Readers may find of interest – Brian May and other guitar legends, back then on attending and reacting to early Hendrix gigs, in disbelief.

29 April 2024
Article with comments from Brian May:

Classic Rock Jimi Hendrix cover 14 Nov 2022
Fron BACK ISSUE: Classic Rock Jimi Hendrix cover Nov 2022

“There were guitar players weeping. They had to mop the floor up”: How Jimi Hendrix invented everything we love


… within weeks of Hendrix being unveiled to London’s goggle-eyed media at the Bag O’Nails club on Friday November 25, 1966, virtually every major British blues guitarist found himself rethinking his musical direction. Inevitably, the purists would continue to recycle the past, and the unimaginative would slavishly emulate Hendrix. But a handful of inspired innovators would choose to instead fashion their own unique styles, and eventually out of that seething maelstrom.

January 29, 1967
The Who headline a gig at the Saville Theatre, London, supported by the Jimi Hendrix Experience, Koobas and Thoughts. In the audience are Eric Clapton and Jack Bruce of Cream, plus Brian May. 
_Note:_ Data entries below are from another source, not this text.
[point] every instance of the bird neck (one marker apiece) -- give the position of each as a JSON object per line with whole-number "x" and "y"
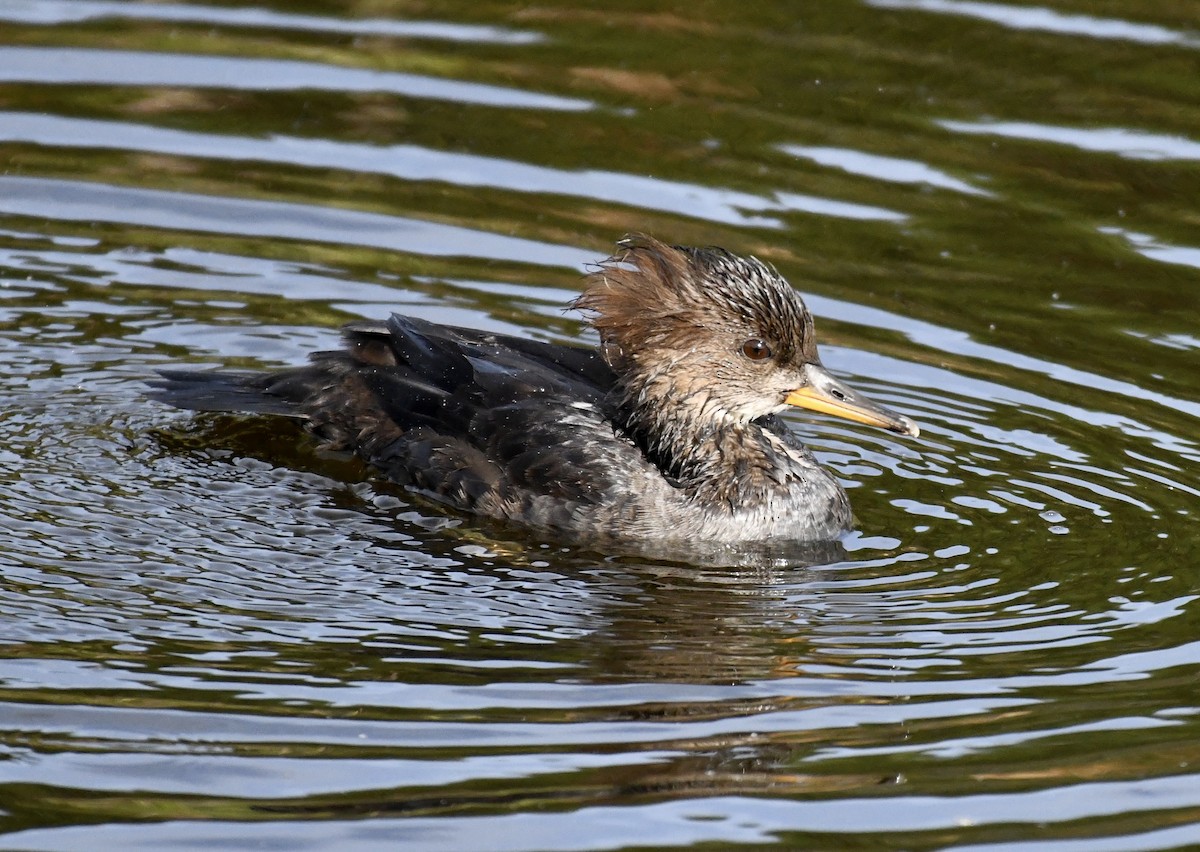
{"x": 701, "y": 448}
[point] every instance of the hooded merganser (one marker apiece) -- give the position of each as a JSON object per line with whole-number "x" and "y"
{"x": 667, "y": 432}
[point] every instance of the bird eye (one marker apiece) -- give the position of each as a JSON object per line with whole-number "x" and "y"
{"x": 756, "y": 349}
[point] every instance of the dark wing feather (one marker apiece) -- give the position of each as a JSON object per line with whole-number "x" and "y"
{"x": 484, "y": 421}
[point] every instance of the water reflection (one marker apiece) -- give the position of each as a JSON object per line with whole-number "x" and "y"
{"x": 214, "y": 634}
{"x": 78, "y": 201}
{"x": 95, "y": 66}
{"x": 412, "y": 162}
{"x": 1047, "y": 21}
{"x": 37, "y": 12}
{"x": 1126, "y": 143}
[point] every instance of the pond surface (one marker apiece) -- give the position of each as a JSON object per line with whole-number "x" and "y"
{"x": 215, "y": 636}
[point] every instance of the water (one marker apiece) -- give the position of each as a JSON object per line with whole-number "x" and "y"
{"x": 216, "y": 636}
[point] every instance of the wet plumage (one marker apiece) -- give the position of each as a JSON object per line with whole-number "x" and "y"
{"x": 666, "y": 432}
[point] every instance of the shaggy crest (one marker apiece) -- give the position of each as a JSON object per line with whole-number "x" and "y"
{"x": 649, "y": 298}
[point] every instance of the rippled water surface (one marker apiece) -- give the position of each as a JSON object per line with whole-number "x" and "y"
{"x": 215, "y": 636}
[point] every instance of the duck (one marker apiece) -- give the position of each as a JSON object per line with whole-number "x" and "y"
{"x": 667, "y": 431}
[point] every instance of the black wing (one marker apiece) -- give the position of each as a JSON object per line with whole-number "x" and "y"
{"x": 487, "y": 423}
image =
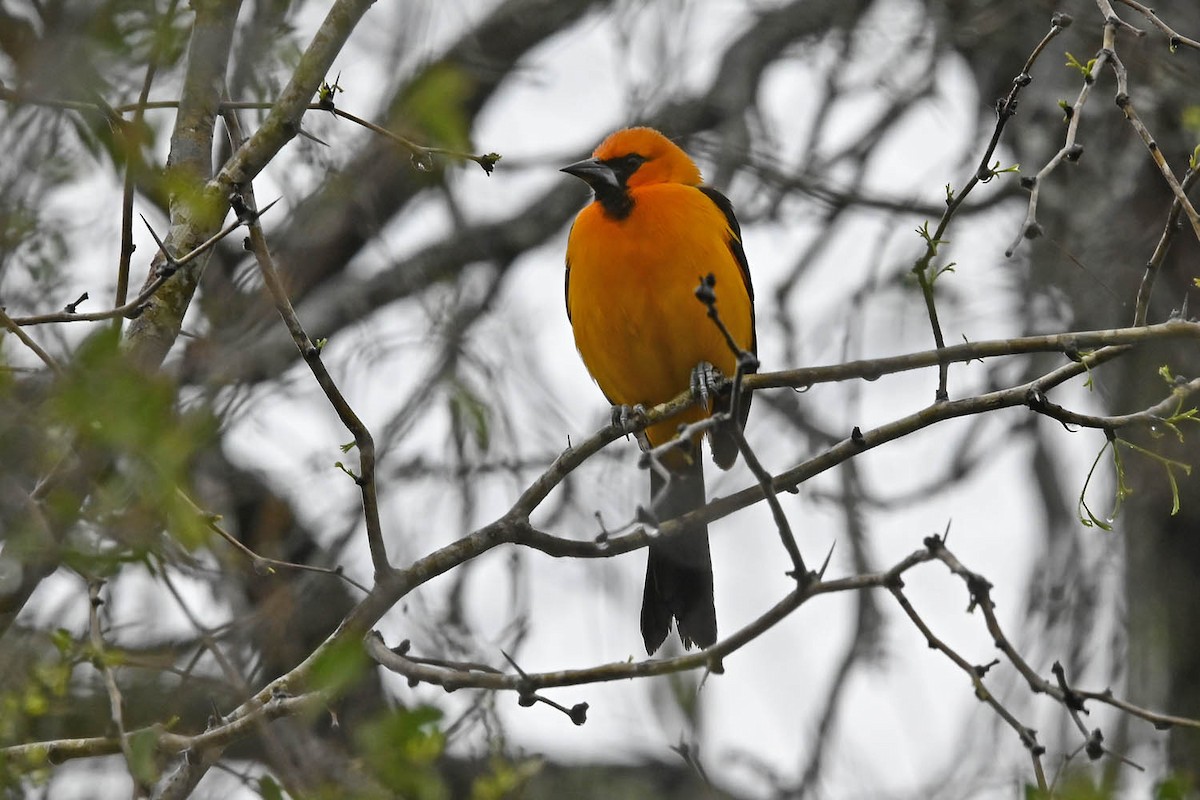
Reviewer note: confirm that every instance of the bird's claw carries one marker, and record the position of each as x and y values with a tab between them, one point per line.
629	417
706	383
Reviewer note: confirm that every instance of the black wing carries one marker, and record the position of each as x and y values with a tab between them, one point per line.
723	440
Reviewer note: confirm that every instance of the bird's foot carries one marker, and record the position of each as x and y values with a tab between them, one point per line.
706	383
629	417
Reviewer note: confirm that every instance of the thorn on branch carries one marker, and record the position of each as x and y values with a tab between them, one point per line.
72	306
983	669
1069	698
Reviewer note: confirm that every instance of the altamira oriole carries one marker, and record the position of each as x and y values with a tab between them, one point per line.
634	259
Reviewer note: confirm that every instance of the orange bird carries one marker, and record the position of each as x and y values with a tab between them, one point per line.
634	258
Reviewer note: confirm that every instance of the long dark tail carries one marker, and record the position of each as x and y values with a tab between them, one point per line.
679	570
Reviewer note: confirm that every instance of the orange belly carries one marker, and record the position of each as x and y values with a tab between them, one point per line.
637	323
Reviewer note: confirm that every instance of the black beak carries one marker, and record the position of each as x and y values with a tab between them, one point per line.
594	173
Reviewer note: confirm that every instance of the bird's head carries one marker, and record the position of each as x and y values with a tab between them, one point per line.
634	157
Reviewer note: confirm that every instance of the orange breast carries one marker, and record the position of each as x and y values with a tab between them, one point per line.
637	323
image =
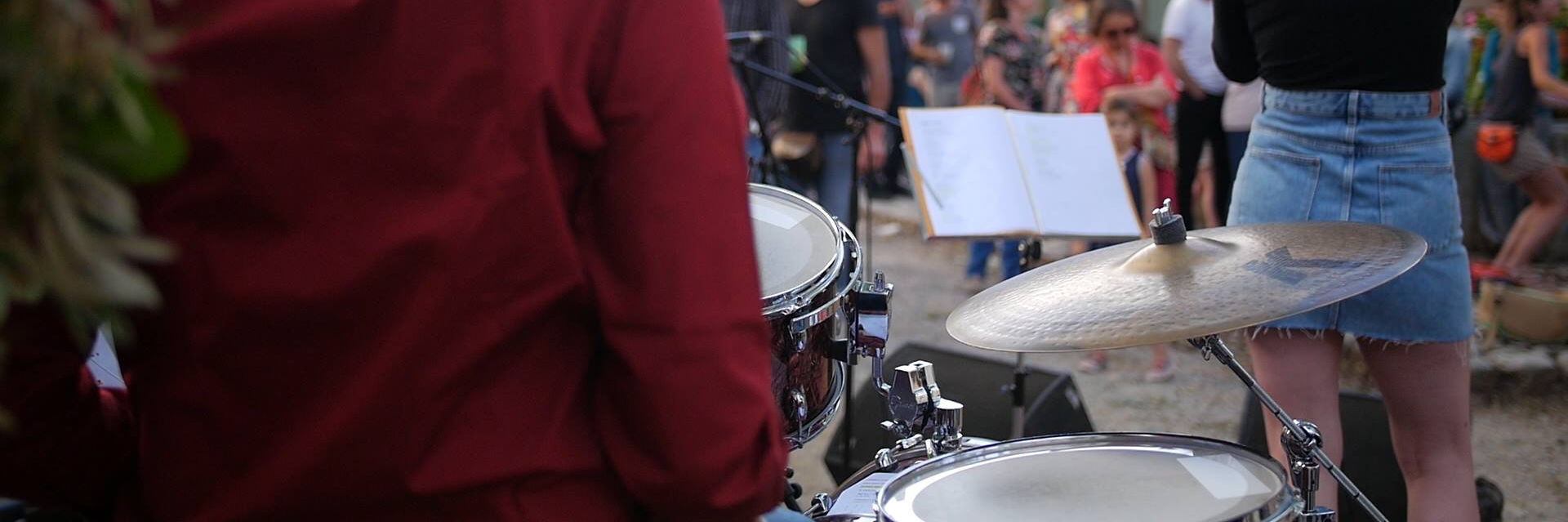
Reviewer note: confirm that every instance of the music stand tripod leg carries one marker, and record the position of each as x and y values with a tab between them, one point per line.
1300	441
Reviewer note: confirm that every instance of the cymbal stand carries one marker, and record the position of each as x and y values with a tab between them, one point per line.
1300	439
1017	390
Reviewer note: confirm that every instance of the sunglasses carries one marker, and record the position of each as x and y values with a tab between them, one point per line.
1120	33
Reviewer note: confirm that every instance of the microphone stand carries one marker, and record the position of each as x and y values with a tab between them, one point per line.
838	99
767	167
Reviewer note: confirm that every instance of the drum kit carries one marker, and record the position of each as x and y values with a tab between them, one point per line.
1179	286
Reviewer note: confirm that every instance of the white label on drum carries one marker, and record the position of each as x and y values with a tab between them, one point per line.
1223	475
783	218
862	499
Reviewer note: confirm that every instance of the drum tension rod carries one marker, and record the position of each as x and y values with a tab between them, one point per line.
1300	439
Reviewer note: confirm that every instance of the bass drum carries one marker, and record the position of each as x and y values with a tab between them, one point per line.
808	265
1094	477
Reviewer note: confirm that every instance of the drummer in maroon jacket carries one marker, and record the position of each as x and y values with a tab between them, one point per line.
475	261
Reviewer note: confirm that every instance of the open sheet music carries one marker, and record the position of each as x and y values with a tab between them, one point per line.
985	172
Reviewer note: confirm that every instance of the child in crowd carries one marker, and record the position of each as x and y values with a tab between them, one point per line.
1126	134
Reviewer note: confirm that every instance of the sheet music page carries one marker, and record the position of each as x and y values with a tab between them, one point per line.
1073	174
968	174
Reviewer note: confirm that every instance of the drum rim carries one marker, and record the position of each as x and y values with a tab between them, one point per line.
799	297
821	422
1276	508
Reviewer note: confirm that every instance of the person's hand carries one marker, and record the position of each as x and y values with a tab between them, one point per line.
874	149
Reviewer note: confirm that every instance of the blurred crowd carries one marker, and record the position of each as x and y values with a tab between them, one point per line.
1178	124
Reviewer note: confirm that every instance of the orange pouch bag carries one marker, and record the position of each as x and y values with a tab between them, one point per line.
1494	141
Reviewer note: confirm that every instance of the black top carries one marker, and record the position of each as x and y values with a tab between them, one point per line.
830	29
1513	95
1392	46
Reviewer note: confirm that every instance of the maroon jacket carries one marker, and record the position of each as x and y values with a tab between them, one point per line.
438	261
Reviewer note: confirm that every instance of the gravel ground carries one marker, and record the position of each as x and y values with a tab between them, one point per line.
1520	441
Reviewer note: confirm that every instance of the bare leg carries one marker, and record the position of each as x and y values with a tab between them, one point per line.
1302	373
1428	394
1539	221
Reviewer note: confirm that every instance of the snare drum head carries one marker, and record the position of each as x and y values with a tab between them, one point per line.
1094	477
797	242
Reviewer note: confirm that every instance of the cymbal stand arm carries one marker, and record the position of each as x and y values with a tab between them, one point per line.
1297	436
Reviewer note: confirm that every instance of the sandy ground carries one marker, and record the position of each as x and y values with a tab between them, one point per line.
1520	441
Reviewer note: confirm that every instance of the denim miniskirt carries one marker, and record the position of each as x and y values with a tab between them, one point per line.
1371	157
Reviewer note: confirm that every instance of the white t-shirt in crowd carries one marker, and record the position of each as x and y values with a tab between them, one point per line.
1192	24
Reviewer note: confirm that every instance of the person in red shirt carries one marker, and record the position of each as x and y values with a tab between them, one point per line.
479	261
1121	66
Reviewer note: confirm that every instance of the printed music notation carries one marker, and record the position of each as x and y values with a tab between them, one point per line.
1000	173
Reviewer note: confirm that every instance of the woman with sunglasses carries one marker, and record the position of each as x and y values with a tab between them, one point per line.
1126	71
1353	131
1121	66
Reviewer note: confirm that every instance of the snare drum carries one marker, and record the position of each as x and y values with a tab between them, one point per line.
1094	477
809	267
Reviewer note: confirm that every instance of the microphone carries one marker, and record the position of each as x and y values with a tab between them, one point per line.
748	37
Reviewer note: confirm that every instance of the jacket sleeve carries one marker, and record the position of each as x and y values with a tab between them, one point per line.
683	400
71	444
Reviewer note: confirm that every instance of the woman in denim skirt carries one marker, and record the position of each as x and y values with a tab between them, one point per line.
1353	131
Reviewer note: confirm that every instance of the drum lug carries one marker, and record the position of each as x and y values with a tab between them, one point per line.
872	306
802	409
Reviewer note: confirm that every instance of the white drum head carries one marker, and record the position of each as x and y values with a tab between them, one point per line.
797	242
1094	477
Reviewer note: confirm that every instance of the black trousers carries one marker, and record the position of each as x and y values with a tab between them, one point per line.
1198	123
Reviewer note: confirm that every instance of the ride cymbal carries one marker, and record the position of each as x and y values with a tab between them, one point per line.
1215	281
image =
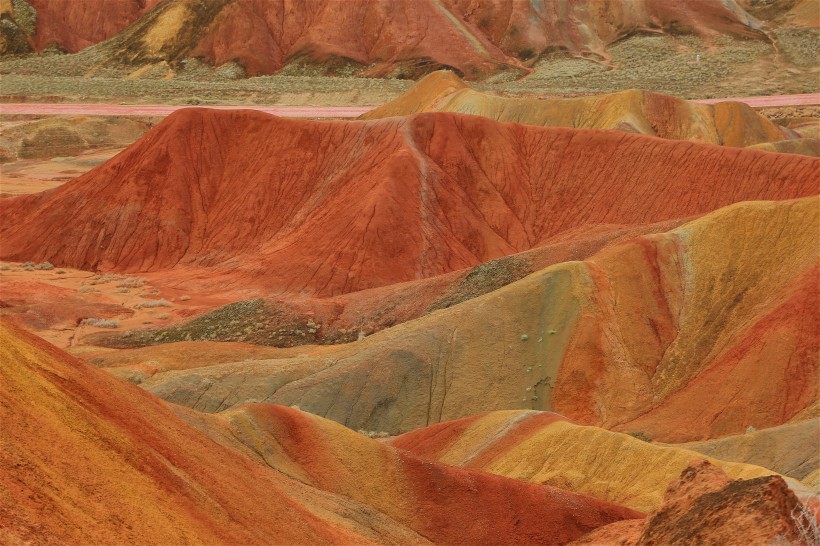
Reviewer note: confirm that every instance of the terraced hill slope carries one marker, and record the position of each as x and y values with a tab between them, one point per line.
345	206
110	463
634	111
543	447
405	38
67	24
665	334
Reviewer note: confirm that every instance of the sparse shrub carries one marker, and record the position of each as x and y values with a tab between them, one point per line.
101	323
153	303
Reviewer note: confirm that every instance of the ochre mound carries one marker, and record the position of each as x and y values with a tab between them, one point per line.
405	37
789	449
802	146
109	463
72	25
429	497
634	111
546	448
249	200
690	353
704	506
67	136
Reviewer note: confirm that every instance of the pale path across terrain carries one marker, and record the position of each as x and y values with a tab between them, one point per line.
309	111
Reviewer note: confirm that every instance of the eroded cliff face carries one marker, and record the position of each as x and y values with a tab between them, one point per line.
401	38
345	206
112	463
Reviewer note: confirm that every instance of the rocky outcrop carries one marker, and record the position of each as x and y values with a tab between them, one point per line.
704	506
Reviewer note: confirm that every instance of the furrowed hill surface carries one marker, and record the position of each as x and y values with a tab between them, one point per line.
404	38
634	111
696	333
73	436
543	447
69	25
344	206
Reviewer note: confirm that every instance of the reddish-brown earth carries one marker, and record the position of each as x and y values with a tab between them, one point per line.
72	25
88	458
406	37
344	206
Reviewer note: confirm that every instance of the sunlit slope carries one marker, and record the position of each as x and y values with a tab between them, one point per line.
545	448
697	333
634	111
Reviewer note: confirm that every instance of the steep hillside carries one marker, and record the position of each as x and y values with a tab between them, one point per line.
110	463
790	449
69	25
634	111
402	38
664	334
345	206
546	448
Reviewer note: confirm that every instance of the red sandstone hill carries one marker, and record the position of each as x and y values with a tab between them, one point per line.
86	458
400	37
72	25
333	207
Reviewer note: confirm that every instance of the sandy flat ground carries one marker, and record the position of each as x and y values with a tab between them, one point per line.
311	111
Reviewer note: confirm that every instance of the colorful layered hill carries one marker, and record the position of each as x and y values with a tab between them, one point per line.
67	25
405	38
705	506
634	111
344	206
109	463
696	333
543	447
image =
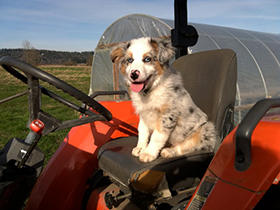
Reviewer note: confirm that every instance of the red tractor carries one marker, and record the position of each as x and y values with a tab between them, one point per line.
93	168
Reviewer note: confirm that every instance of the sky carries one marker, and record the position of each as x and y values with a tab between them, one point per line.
73	25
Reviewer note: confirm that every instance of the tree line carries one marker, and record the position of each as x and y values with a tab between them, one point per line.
37	57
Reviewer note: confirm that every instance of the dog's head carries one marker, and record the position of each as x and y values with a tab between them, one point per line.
143	61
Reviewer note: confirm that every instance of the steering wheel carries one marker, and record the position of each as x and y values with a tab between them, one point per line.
33	73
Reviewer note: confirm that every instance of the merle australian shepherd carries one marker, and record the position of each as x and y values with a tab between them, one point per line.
170	123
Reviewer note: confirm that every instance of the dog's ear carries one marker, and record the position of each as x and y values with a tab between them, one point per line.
165	51
118	52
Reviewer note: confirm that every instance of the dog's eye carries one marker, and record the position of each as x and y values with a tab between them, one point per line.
147	59
129	60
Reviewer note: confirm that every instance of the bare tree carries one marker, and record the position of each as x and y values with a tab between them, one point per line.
30	54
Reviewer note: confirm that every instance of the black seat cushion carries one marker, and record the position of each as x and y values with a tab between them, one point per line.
116	160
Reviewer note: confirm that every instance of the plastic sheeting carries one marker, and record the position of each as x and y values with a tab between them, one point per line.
258	55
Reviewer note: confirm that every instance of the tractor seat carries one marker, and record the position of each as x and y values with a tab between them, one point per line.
210	78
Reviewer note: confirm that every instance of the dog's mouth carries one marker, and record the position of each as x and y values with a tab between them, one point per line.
139	86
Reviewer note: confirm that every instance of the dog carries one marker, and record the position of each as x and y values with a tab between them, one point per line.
170	124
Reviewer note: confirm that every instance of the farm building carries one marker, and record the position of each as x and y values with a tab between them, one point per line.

Brian May (guitarist, Queen): I’d heard the solo on Stone Free, and refused to believe that someone could actually play this. It had to be some kind of studio trickery, the way he talks to the guitar and the guitar talks back to him. I was already playing in a band called Smile, and I thought I was a reasonably good guitarist, so I knew it wasn’t possible. So I went to the Saville, determined to be a disbeliever. But I was swept off my feet. I thought: “This guy is the most astounding thing I’ve ever seen.” And he did the Stone Free solo live, absolutely perfectly. It was back to the drawing board for me.